Guys are we refering to the buttons/keys built into the tranmitter key pad here or to the tact switches on the pcb, my batteries are dry cell duracells which are new, when I operate all buttons/keys the led in the window of the transmitter changes from flashing mode to solid illumination, would I be correct in assuming that this indicates that all the tact switches are operating correctly ? 

Gavin


----------



## Greg Elmassian (Jan 3, 2008)

Yes


----------



## GMbase6 (Aug 14, 2013)

having established that the tact switches are ok, I'm thinking it looks like its one of the components on the pcb thats faulty, am I on the right track here ?, any ideas which component would be the most likely suspect. 

Gavin


----------



## Greg Elmassian (Jan 3, 2008)

Just to be clear, one receiver will not link... can you re-link the other receiver? 

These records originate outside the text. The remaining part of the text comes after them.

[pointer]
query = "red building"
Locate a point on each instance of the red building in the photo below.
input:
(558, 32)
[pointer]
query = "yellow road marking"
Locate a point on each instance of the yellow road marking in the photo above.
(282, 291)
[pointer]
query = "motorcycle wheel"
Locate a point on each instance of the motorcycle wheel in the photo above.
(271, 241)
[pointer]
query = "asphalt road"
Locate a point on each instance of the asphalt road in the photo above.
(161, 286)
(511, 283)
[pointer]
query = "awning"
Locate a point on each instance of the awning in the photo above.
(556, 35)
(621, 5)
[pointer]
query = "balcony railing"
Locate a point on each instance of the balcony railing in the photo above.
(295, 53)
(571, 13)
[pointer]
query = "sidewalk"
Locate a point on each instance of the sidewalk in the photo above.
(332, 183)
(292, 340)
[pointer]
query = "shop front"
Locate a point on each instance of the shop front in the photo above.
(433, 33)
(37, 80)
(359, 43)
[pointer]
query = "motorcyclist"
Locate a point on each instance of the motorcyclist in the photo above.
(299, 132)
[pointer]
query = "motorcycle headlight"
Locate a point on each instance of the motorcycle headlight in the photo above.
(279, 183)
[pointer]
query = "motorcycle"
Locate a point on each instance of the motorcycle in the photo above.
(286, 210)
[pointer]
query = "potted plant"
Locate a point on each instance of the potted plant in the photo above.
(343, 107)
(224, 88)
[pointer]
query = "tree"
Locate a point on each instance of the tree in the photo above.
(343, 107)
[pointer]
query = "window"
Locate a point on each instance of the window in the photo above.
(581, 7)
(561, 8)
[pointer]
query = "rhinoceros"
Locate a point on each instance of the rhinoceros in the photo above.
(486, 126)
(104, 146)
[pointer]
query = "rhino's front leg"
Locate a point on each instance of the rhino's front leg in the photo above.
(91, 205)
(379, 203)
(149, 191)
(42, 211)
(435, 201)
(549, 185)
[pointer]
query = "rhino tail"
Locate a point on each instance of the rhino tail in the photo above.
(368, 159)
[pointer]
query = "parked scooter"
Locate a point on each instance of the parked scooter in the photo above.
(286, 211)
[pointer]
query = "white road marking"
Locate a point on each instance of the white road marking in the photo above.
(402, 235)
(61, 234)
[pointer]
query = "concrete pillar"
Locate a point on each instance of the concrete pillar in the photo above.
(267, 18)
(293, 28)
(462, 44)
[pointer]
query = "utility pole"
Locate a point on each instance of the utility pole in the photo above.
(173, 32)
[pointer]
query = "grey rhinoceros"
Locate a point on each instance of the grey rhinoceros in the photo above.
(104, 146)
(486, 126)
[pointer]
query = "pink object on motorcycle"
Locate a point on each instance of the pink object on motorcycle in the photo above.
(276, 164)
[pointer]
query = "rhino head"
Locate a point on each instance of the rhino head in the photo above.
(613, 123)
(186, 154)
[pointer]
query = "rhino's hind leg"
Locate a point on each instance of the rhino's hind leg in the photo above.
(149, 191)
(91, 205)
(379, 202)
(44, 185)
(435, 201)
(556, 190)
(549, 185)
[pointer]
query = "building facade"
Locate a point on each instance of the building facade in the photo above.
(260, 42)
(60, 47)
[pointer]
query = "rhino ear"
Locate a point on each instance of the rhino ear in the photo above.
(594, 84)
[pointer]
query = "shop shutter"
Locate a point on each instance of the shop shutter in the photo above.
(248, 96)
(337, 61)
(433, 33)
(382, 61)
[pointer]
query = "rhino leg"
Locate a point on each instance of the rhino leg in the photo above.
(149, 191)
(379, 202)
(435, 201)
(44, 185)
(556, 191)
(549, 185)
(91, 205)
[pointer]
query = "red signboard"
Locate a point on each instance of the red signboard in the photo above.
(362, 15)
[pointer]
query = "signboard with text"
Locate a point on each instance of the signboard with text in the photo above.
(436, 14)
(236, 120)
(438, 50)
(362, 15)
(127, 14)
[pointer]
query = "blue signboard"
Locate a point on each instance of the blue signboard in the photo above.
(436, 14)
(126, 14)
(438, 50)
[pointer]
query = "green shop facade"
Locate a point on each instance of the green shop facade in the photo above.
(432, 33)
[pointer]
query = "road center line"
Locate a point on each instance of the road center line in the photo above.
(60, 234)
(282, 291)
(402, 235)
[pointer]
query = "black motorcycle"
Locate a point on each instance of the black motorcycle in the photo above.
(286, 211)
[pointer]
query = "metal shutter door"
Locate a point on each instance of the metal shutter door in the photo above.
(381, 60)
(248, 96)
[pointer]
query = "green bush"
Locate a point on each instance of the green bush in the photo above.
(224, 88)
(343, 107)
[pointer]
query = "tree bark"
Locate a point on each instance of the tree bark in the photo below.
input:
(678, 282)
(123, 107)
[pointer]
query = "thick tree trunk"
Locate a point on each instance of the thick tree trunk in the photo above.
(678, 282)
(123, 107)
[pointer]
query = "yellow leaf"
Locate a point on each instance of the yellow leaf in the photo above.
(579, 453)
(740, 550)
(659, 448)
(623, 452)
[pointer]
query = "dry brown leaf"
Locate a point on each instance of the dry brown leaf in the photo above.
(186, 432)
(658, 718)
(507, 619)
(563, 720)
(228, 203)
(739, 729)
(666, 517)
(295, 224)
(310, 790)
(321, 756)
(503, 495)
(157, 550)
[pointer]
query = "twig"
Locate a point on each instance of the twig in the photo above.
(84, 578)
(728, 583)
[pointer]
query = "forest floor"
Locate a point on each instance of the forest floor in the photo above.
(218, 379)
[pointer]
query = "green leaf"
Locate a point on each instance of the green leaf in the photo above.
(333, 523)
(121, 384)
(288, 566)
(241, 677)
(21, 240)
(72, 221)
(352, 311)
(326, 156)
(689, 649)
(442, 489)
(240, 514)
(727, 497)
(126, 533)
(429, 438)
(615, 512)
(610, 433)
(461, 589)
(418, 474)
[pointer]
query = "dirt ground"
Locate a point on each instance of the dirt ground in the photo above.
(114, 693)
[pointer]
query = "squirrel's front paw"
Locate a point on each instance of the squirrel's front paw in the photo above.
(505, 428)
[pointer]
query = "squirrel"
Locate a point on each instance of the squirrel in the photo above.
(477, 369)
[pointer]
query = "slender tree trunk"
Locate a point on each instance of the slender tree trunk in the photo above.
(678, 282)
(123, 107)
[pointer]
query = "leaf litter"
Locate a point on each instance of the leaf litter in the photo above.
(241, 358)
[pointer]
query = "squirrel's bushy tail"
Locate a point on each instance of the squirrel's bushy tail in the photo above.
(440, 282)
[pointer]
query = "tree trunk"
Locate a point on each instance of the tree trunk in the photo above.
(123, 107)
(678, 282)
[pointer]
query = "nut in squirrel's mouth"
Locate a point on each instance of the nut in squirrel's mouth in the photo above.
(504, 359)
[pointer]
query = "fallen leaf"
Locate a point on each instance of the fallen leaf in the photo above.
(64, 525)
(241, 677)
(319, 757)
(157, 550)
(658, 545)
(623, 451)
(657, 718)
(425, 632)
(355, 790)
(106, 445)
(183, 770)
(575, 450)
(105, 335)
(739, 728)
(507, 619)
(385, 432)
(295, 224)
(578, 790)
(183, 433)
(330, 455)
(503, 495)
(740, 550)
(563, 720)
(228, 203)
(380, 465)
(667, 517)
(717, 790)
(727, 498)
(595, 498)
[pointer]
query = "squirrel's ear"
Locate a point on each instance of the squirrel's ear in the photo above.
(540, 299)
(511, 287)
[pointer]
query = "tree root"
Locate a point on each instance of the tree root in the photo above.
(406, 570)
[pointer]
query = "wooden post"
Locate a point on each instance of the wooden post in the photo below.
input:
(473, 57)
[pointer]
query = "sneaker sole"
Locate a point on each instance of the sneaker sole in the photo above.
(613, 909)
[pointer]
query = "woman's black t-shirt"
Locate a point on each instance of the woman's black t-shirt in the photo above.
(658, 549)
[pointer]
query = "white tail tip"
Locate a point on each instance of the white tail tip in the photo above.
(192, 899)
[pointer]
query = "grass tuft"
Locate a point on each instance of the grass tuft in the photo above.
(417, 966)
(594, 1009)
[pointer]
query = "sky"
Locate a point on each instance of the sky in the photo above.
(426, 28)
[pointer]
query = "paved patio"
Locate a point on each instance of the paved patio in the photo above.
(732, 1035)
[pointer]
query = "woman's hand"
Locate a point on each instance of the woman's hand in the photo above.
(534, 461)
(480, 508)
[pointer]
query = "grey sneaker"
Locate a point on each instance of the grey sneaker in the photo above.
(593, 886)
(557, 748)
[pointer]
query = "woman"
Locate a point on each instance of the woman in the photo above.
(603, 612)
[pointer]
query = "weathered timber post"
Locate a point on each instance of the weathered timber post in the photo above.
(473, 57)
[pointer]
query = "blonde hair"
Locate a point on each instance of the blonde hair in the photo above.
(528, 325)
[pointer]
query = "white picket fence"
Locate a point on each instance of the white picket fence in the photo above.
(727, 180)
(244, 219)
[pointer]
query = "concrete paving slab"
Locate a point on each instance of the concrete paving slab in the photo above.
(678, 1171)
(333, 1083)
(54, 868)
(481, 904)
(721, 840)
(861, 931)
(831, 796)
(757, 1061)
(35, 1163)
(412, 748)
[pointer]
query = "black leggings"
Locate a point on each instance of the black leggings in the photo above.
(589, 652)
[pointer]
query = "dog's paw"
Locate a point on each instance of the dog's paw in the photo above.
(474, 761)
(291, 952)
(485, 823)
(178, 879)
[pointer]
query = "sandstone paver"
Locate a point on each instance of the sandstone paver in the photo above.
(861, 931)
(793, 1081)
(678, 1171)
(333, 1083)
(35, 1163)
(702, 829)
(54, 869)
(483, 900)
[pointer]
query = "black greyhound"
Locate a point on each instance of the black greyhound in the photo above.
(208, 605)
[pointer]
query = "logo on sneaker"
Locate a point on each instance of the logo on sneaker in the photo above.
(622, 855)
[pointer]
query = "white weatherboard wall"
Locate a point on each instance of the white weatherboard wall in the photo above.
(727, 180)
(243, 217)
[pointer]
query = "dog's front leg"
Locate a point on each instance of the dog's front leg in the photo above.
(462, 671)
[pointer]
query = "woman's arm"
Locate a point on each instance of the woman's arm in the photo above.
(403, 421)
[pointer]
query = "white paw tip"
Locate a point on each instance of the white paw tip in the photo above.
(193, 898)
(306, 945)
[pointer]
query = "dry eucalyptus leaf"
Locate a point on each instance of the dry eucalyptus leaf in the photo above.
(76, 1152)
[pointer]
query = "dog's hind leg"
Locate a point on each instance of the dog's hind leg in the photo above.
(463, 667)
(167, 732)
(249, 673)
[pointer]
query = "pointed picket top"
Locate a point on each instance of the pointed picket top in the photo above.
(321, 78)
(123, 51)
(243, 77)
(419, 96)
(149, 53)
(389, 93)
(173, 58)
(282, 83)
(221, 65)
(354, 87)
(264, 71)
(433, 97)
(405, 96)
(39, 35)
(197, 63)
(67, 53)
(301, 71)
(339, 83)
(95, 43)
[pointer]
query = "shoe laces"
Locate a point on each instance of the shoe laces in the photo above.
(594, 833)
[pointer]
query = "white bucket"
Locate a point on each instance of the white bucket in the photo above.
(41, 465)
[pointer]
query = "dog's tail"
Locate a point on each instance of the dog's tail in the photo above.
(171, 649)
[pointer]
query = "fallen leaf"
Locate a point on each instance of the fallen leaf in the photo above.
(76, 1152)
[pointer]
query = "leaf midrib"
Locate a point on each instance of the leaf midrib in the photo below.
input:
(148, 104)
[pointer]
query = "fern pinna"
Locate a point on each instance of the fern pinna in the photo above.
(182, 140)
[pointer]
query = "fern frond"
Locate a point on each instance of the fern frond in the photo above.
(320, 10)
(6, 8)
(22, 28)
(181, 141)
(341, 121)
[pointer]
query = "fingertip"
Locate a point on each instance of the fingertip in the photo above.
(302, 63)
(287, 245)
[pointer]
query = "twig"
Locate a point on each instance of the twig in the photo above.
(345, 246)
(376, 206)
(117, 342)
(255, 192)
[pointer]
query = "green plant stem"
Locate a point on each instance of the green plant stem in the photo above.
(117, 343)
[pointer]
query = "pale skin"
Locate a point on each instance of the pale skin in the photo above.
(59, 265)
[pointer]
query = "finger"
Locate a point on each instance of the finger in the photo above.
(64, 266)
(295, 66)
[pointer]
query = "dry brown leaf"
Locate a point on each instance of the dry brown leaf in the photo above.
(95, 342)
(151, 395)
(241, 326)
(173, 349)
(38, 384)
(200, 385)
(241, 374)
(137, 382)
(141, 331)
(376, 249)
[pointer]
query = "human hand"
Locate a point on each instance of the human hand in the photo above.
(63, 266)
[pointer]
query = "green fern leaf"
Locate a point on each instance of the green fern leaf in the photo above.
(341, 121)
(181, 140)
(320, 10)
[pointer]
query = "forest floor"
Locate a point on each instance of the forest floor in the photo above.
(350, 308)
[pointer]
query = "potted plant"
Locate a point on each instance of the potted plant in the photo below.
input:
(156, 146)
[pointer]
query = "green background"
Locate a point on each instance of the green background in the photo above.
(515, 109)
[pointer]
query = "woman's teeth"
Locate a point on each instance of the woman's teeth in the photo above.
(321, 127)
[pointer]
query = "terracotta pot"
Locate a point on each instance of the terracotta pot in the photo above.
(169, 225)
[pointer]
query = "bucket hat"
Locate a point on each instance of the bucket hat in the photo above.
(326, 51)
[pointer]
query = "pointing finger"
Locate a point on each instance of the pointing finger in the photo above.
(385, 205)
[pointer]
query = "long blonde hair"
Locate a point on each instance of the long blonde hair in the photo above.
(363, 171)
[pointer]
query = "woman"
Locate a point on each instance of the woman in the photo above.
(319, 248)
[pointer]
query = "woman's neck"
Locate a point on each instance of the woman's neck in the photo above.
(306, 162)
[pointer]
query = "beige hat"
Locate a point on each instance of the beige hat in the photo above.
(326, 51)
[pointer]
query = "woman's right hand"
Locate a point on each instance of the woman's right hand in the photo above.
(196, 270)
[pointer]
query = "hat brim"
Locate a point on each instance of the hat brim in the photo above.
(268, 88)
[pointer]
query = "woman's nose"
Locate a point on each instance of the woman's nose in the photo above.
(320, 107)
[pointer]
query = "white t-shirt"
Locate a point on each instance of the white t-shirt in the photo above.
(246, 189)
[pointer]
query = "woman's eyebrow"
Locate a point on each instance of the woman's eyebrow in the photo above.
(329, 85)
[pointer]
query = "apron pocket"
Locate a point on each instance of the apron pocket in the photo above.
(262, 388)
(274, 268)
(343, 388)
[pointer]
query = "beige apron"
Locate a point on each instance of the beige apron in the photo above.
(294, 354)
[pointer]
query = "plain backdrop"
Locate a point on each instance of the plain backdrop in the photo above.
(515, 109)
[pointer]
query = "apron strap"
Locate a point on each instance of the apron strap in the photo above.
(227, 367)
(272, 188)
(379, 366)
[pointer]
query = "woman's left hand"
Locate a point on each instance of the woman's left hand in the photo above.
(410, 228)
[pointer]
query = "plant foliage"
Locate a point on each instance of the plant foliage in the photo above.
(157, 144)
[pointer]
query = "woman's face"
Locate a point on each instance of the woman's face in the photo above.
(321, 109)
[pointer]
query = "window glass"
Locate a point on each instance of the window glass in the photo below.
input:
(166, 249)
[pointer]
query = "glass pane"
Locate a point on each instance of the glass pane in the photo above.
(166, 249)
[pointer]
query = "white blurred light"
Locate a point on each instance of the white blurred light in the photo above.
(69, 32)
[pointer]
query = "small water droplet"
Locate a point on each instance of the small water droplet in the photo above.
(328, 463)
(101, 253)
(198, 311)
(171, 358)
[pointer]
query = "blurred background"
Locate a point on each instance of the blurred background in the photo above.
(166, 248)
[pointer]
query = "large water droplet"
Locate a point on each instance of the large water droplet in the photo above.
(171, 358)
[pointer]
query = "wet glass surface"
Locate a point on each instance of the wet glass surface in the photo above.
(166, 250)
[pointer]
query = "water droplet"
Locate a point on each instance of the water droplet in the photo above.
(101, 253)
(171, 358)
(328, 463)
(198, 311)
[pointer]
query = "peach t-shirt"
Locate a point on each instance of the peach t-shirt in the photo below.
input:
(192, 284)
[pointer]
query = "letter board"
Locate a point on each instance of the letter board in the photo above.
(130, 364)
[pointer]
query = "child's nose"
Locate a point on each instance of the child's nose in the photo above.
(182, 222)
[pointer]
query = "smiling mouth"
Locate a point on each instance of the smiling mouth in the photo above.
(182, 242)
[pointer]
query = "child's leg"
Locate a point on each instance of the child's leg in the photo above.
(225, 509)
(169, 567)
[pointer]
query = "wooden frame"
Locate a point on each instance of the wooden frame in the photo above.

The tough thing is debugging a radio without RF gear... a visual inspection around the antenna fixing point would be the first place I would look. 

Greg


----------



## GMbase6 (Aug 14, 2013)

When I went along to my friends to test my non linking T.E. set we connected my receiver to his test track, we then tried to link my transmitter to it, we failed to make the link, we then tried to link my friends transmitter to my receiver the link was made right away, tested it by running a train along the test track and everything worked as it should do. 

After this successful test we then tried to link my transmitter to my receiver again, and we could not establish this, we didn't try to link my transmitter to my friends receiver at any point as we had come to the conclusion from our earlier test result that the problem lay with my transmitter. 

Do you think we may have missed something by not trying to link my transmitter to his receiver? 

I have carried out a visual inspection of the pcb from my transmitter under magnification and cannot find any sign of damage on the board, can anyone tell me if there are schematics to be had of this transmitter setup now that it has been superceded by a new product? 

Gavin


----------



## TheRoundHouseRnR (Jul 15, 2012)

This is going to sound weird but i had a transmitter that didn't respond well to fresh batteries. If i put three new batteries and left one old one in, it would then function as normal. No idea why. They where Duracell also. Used it for years that way. 

The Roundhouse RnR


----------



## GMbase6 (Aug 14, 2013)

Have managed to get the system to link and have been running the train, Oh happy days, as the system was no good as it was I decided to do a bit of fiddling with the frequency adjuster component on the pcb, with the back removed from the controller to allow access to the frq adj I pressed the code set button on the receiver and while holding down the C button on the transmitter, with a small driver I slowly rotated the grey adjuster in the centre of the blue housing until the green light began to flicker on the receiver, I had to keep resetting the code set button due to it timeing out repeatedly, however eventually I managed to get the link. 

Connected everything up to the track and set a train going all functions on the controller tested and all ok, turned system off and left it for an hour or so came back and tried it and all worked perfectly, I let the controller go to sleep and rewakened it and all still ok. 

Now I know one swallow doesn't make a summer but it sure gladdens the heart when you see it. 

Not taking anything for granted but hope that is it sorted, can only think the controller has had a knock which put the original setting out of kilter. 

Gavin


----------



## Greg Elmassian (Jan 3, 2008)

I hesitated to talk about adjusting the freq... I have had to do that on several units, but you can also make the system unusable. 

Glad you tried it... 

I did the same thing... got it working, and then increased the distance and fine tuned.... I came up with the extremes of adjustment that worked, and then put the adjustment in the center of that. 

Greg


----------



## David Fielding (Sep 7, 2013)

I'm dusting off my old train engineer that I purchase 10 or so years ago...still new in box...never used... 

I spent an hour or two trying to get the transmitter to link with the receiver. A very frustrating process with little visual feedback. The lights 
were blinking on the transmitter and the green light would light up on the receiver...but no linking after following the steps on Greg's and AC 
web site (manual). 

Then finally I thought...the batteries might be old...put new batteries in the transmitter...and the lights on the transmitter now shine brightly... 
and I was able to link immediately to my receiver (after practicing the sequence a hundred time). 

Sounds like batteries are not an issue for you but I suspect others must have run into the difficulty I experienced due to weak batteries.


----------